Ruleset debug/VM code analysis
In the kernel, nf_tables is implemented as a virtual machine with its own instruction set. The kernel's expressions implement such instructions. In user space, the mapping is not (necessarily) as direct as this.
Statements and expressions in user space
In user space nomenclature, a distinction is made between statements and expressions; the relevant difference is that the former are valid parts of a rule on their own while the latter usually appear as parameter or input to a statement. For instance, take the following payload statement:
ip dscp set 42
Here, ip dscp is an expression identifying what part of the packet payload to mangle, 42 is a constant expression holding the value to assign. There are certain limits as to what may appear after the set keyword, nft does some type checking to make sure it is compatible. But to illustrate the power this concept has, take the following example:
tcp dport set tcp sport
This will mangle a TCP packet's destination port to match whatever its source port value may be. Albeit a bit constructed, this is an example of a statement accepting data from two expressions.

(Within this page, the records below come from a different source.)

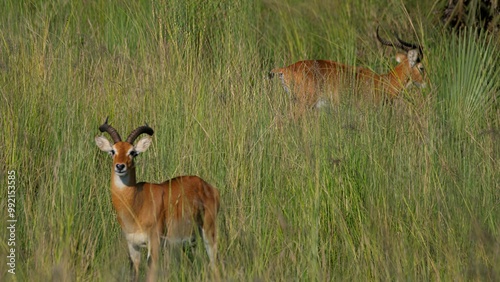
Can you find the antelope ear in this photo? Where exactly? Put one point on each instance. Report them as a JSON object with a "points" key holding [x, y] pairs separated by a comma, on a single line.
{"points": [[103, 144], [413, 57], [143, 144]]}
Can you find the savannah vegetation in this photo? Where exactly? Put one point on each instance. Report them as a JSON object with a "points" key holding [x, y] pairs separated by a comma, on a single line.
{"points": [[407, 191]]}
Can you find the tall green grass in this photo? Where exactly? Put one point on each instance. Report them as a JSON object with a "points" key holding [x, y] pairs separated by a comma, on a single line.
{"points": [[403, 192]]}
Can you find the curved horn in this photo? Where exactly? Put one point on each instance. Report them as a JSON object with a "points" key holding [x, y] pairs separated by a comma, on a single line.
{"points": [[105, 127], [400, 44], [138, 131]]}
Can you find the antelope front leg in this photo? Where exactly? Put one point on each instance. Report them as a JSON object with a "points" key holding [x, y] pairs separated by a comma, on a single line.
{"points": [[153, 255], [135, 260]]}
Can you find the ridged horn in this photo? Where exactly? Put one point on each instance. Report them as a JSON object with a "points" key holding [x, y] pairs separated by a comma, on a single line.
{"points": [[105, 127], [138, 131]]}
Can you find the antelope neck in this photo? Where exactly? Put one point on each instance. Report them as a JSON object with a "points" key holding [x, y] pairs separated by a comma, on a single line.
{"points": [[121, 182]]}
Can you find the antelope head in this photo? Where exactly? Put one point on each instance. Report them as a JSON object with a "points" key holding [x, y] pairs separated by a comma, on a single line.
{"points": [[410, 68], [124, 152]]}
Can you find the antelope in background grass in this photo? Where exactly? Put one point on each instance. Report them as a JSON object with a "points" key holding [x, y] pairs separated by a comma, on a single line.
{"points": [[309, 82], [174, 210]]}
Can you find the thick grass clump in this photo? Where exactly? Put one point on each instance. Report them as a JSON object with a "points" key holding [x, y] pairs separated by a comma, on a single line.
{"points": [[408, 191]]}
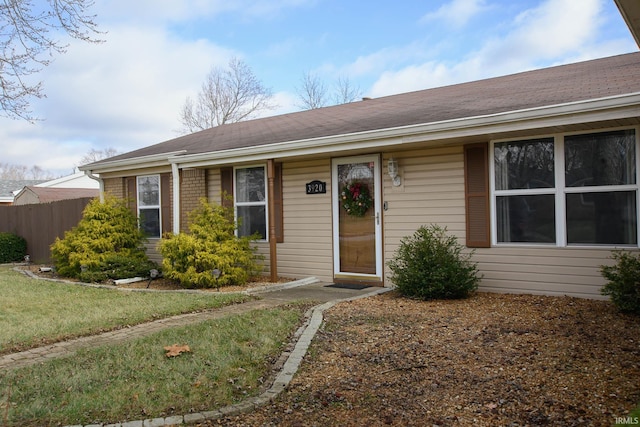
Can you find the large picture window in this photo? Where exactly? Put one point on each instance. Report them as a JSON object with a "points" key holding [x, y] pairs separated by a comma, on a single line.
{"points": [[567, 190], [251, 201], [149, 205]]}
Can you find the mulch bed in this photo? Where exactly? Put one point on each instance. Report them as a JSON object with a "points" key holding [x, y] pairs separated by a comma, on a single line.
{"points": [[491, 360]]}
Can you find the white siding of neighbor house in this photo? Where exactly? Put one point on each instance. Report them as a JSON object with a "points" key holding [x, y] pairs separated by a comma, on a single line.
{"points": [[432, 191]]}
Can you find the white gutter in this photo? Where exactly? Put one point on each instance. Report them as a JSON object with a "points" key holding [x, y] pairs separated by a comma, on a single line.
{"points": [[616, 107], [100, 183]]}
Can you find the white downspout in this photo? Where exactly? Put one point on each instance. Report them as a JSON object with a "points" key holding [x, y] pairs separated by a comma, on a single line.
{"points": [[100, 183], [175, 174]]}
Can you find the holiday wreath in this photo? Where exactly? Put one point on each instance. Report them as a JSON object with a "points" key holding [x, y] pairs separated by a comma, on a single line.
{"points": [[356, 199]]}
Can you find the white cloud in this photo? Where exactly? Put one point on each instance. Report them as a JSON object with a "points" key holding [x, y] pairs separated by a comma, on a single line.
{"points": [[554, 32], [456, 13], [125, 93]]}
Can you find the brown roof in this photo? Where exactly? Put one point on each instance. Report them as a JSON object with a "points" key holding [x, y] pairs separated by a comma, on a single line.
{"points": [[53, 194], [593, 79]]}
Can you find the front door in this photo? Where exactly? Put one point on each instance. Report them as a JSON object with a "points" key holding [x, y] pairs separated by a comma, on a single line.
{"points": [[356, 218]]}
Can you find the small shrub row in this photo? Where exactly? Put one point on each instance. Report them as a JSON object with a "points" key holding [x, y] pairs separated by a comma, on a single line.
{"points": [[623, 286], [12, 247], [432, 265], [210, 246], [106, 244]]}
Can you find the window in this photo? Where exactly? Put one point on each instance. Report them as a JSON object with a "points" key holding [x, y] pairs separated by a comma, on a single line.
{"points": [[149, 205], [251, 201], [567, 190]]}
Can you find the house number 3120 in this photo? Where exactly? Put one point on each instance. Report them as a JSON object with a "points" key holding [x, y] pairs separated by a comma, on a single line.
{"points": [[316, 187]]}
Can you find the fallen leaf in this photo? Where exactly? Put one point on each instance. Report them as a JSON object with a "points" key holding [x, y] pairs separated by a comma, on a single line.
{"points": [[176, 350]]}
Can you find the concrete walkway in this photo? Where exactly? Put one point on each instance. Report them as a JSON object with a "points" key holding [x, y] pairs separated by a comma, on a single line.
{"points": [[308, 290]]}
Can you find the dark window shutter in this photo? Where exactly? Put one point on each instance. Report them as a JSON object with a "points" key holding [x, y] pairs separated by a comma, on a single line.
{"points": [[165, 202], [279, 212], [226, 186], [131, 196], [476, 184]]}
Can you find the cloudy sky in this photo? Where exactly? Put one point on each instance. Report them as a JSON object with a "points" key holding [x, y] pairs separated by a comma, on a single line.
{"points": [[127, 92]]}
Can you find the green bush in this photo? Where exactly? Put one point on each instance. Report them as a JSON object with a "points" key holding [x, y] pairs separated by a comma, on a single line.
{"points": [[106, 244], [432, 265], [12, 247], [211, 244], [623, 286]]}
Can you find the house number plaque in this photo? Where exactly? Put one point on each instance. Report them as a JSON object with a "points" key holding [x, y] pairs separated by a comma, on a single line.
{"points": [[316, 187]]}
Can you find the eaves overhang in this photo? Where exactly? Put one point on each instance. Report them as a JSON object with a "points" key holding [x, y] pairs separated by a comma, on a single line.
{"points": [[610, 108]]}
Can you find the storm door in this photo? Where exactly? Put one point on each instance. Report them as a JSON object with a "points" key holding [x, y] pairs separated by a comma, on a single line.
{"points": [[356, 218]]}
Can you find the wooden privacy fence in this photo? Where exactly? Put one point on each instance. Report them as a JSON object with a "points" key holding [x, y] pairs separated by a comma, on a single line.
{"points": [[40, 224]]}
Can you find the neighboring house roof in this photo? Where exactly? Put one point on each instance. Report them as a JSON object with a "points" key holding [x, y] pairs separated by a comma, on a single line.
{"points": [[551, 92], [50, 194], [10, 187], [76, 180]]}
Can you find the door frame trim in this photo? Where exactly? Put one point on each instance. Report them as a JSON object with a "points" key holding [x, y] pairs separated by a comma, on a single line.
{"points": [[335, 190]]}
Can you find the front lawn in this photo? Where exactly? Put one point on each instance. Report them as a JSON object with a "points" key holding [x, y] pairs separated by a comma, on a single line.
{"points": [[35, 312], [229, 360]]}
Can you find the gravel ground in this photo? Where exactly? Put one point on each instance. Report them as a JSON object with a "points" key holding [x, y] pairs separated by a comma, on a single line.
{"points": [[491, 360]]}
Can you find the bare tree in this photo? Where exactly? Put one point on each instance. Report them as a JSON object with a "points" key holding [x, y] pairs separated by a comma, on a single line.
{"points": [[94, 155], [346, 92], [27, 42], [312, 92], [228, 95]]}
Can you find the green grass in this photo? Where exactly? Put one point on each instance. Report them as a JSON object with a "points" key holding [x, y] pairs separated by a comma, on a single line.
{"points": [[33, 312], [135, 380]]}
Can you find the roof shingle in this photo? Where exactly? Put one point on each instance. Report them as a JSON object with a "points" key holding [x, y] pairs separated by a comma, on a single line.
{"points": [[582, 81]]}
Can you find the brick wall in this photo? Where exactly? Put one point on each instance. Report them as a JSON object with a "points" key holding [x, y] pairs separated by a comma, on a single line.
{"points": [[193, 186], [115, 187]]}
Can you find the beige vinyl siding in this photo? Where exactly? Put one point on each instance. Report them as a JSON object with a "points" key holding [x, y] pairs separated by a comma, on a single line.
{"points": [[432, 191], [307, 248], [549, 271]]}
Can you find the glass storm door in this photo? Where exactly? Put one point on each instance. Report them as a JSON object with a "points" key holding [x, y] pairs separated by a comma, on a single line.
{"points": [[356, 218]]}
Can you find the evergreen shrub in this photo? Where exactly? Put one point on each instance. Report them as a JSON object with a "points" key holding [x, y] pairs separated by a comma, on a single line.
{"points": [[211, 244], [106, 244], [12, 247], [432, 265], [623, 286]]}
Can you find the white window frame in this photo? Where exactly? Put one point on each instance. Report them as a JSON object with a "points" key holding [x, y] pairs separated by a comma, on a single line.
{"points": [[560, 191], [150, 207], [264, 202]]}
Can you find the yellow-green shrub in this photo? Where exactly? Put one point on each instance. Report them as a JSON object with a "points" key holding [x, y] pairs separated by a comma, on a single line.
{"points": [[106, 244], [210, 244]]}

Expressions in kernel space
The kernel does not have the concept of a statement. There are merely expressions (instructions) loading data from or writing to registers, thereby interacting with each other. Aside from twenty general purpose data registers (each sized four bytes), there is a single verdict register used to terminate rule or even chain traversal available to expressions.
VM bytecode in action
When nft translates user input into VM code for the kernel, it translates from statements and expressions as user space knows them into VM code calling kernel's expressions. Passing the --debug=netlink option makes this visual:
nft --debug=netlink add rule inet t c ip daddr 10.1.2.3 counter accept inet t c [ meta load nfproto => reg 1 ] [ cmp eq reg 1 0x00000002 ] [ payload load 4b @ network header + 16 => reg 1 ] [ cmp eq reg 1 0x0302010a ] [ counter pkts 0 bytes 0 ] [ immediate reg 0 accept ]

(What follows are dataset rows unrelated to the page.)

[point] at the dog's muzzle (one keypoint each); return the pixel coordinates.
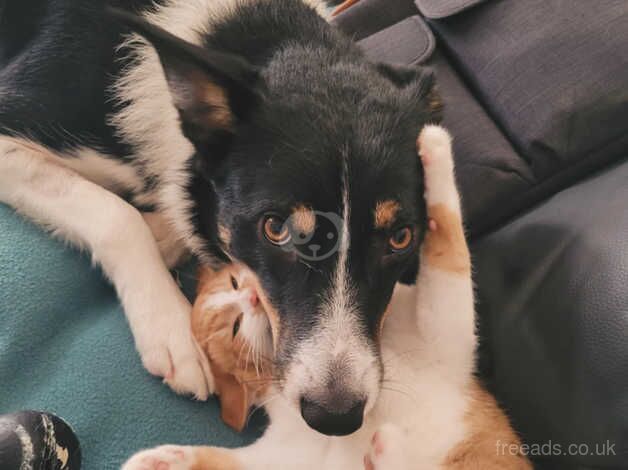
(341, 420)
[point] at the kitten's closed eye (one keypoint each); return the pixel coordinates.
(236, 325)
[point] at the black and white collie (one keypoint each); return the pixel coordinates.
(238, 130)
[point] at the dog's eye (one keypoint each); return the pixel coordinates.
(236, 325)
(401, 239)
(276, 230)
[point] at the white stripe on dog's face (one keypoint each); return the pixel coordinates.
(336, 365)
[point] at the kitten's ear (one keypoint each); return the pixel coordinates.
(212, 90)
(234, 400)
(420, 81)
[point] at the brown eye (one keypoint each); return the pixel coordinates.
(276, 230)
(236, 325)
(401, 239)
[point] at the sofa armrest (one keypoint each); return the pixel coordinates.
(553, 305)
(367, 17)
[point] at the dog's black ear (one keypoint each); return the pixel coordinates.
(420, 81)
(212, 90)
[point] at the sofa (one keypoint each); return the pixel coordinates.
(536, 97)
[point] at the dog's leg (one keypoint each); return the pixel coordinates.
(445, 310)
(118, 238)
(387, 450)
(446, 314)
(172, 248)
(185, 458)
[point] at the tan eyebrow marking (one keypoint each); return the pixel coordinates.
(385, 213)
(303, 219)
(224, 234)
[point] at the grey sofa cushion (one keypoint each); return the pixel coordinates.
(367, 17)
(553, 74)
(488, 169)
(444, 8)
(408, 42)
(554, 309)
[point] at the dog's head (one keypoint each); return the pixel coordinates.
(306, 171)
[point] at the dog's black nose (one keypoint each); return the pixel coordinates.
(333, 421)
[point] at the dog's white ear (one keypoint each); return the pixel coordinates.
(212, 90)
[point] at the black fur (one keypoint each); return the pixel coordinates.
(307, 109)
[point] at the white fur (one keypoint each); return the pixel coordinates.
(74, 198)
(337, 337)
(116, 235)
(27, 447)
(428, 347)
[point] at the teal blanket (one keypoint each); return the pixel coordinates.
(65, 347)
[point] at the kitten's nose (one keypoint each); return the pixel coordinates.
(254, 299)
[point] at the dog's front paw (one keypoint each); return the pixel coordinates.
(434, 147)
(169, 350)
(162, 458)
(387, 450)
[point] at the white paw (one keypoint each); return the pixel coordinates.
(162, 458)
(171, 247)
(387, 450)
(435, 151)
(169, 350)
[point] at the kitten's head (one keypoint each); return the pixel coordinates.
(233, 331)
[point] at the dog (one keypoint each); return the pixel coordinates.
(231, 129)
(431, 412)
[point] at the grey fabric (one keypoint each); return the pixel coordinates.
(554, 308)
(367, 17)
(488, 169)
(553, 74)
(408, 42)
(444, 8)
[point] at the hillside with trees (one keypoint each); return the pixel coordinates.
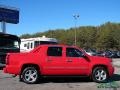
(105, 36)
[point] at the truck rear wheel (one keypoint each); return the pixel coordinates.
(30, 75)
(99, 74)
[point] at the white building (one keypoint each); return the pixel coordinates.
(30, 43)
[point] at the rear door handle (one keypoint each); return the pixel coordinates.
(69, 60)
(49, 60)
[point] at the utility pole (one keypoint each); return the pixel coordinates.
(76, 16)
(3, 26)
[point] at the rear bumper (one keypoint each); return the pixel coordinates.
(11, 70)
(111, 71)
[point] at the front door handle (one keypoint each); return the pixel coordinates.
(69, 60)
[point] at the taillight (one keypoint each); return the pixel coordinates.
(7, 59)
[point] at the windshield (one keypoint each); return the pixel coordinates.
(8, 43)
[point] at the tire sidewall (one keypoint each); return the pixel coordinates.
(23, 75)
(94, 71)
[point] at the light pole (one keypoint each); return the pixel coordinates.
(76, 16)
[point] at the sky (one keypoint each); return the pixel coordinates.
(42, 15)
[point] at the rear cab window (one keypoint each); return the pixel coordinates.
(54, 51)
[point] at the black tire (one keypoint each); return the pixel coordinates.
(100, 75)
(30, 75)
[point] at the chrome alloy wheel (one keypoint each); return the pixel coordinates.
(100, 75)
(31, 75)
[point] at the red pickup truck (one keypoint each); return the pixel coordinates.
(57, 60)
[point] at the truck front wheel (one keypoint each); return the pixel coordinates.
(30, 75)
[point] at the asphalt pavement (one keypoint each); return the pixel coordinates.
(8, 82)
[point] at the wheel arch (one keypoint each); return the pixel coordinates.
(99, 65)
(29, 65)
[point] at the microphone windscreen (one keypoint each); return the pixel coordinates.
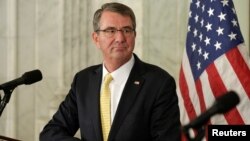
(227, 101)
(32, 76)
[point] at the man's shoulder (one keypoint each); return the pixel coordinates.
(90, 69)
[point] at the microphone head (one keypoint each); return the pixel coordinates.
(227, 101)
(32, 77)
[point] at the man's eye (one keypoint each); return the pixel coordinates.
(110, 31)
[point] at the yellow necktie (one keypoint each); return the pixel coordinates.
(105, 106)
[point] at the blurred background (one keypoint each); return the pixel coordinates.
(54, 36)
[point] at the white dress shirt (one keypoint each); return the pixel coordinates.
(120, 77)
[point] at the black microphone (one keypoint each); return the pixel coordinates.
(222, 104)
(27, 78)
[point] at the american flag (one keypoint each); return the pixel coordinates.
(215, 61)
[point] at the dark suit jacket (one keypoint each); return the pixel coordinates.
(148, 110)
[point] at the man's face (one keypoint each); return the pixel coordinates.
(117, 45)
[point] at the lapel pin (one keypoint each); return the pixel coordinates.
(136, 82)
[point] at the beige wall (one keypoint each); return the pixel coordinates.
(54, 36)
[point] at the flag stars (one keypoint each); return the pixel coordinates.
(189, 28)
(220, 31)
(198, 65)
(217, 45)
(235, 23)
(205, 55)
(200, 51)
(203, 8)
(210, 12)
(232, 36)
(234, 11)
(202, 22)
(196, 18)
(222, 16)
(198, 4)
(224, 2)
(200, 36)
(209, 26)
(190, 14)
(195, 32)
(207, 41)
(193, 46)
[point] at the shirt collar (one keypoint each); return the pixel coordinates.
(122, 73)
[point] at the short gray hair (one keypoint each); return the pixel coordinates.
(113, 7)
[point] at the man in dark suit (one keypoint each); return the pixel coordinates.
(143, 100)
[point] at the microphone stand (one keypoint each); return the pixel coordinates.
(6, 99)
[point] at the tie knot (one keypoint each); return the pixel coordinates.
(108, 78)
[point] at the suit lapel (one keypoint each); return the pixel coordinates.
(94, 101)
(128, 97)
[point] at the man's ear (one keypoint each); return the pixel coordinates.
(95, 39)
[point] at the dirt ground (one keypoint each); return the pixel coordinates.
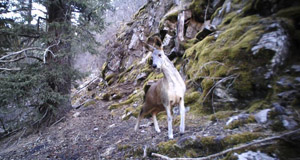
(93, 132)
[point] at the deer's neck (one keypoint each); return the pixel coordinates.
(171, 75)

The rule added by the command above matches the packet's IPv4 Destination Address field against the value 10.1.2.3, counts matching packets and finally accepts them (thereby ending chain traversal for this packet.

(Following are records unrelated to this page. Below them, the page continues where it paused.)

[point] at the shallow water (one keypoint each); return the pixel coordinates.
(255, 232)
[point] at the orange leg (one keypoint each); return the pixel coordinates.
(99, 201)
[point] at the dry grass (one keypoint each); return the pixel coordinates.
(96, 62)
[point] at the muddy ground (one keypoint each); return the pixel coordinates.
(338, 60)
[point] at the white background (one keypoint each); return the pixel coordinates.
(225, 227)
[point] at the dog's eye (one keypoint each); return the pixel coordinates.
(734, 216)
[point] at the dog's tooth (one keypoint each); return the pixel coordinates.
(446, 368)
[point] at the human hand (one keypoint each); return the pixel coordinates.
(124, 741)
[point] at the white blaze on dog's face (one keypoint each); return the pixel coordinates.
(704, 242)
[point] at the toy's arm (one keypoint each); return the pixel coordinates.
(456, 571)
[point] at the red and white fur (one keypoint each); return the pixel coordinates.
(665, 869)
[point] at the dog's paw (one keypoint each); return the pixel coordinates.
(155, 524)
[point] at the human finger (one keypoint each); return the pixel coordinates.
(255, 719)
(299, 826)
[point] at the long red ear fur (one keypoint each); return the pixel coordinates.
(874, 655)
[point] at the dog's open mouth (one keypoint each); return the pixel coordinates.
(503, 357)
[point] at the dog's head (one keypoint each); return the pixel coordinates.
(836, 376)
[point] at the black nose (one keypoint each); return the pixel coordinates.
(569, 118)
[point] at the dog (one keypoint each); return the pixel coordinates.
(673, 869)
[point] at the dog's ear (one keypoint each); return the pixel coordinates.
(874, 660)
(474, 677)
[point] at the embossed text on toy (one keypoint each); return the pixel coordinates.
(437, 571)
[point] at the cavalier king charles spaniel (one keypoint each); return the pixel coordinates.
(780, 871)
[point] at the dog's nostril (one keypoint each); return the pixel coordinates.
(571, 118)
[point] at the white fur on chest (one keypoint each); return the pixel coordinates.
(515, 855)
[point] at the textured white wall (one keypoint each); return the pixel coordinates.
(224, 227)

The printed VM bytecode reveals a few more interesting details:
- The rule actually starts with a match on meta nfproto value: Because the chain resides in inet family, it may see packets other than IPv4 ones as well. This filtering is necessary because:
- User space's ip daddr expression is actually very generic: The payload expression it translates into merely loads 4B from the network header at offset 16B into register 1. With an IPv6 packet, this would happily load parts of the Source Address field, which might even match the value 0x0302010a by accident. To avoid such unexpected (and unforseeable) behaviour, the implicit meta nfproto match is required.
- Packet matching is often implicit: The second expression, comparing meta nfproto value against 0x02 (= NFPROTO_IPV4) for equality (eq). If not successful, it will write the value NFT_BREAK into the verdict register and chain traversal continues with the next rule.
- Contrary to the above, the last expression is an explicit access to the verdict register (reg 0), writing NF_ACCEPT.
Statements in VM bytecode
Picking up one of the examples above:
nft --debug=netlink add rule t c tcp dport set tcp sport ip t c [ meta load l4proto => reg 1 ] [ cmp eq reg 1 0x00000006 ] [ payload load 2b @ transport header + 0 => reg 1 ] [ payload write reg 1 => 2b @ transport header + 2 csum_type 1 csum_off 16 csum_flags 0x0 ]
This reveals how payload statement is actually just a variant of the kernel's 'payload expression which writes instead of reads. Some further observations:
- There is again an implicit match present, this time to assert meta l4proto matches the value 0x6 (= IPPROTO_TCP). Again to make sure the following payload expressions don't read garbage or write to odd parts of the packet.
- The second 'payload expression also holds extra information for a partial checksum update which is necessary after mangling an IPv4 packet.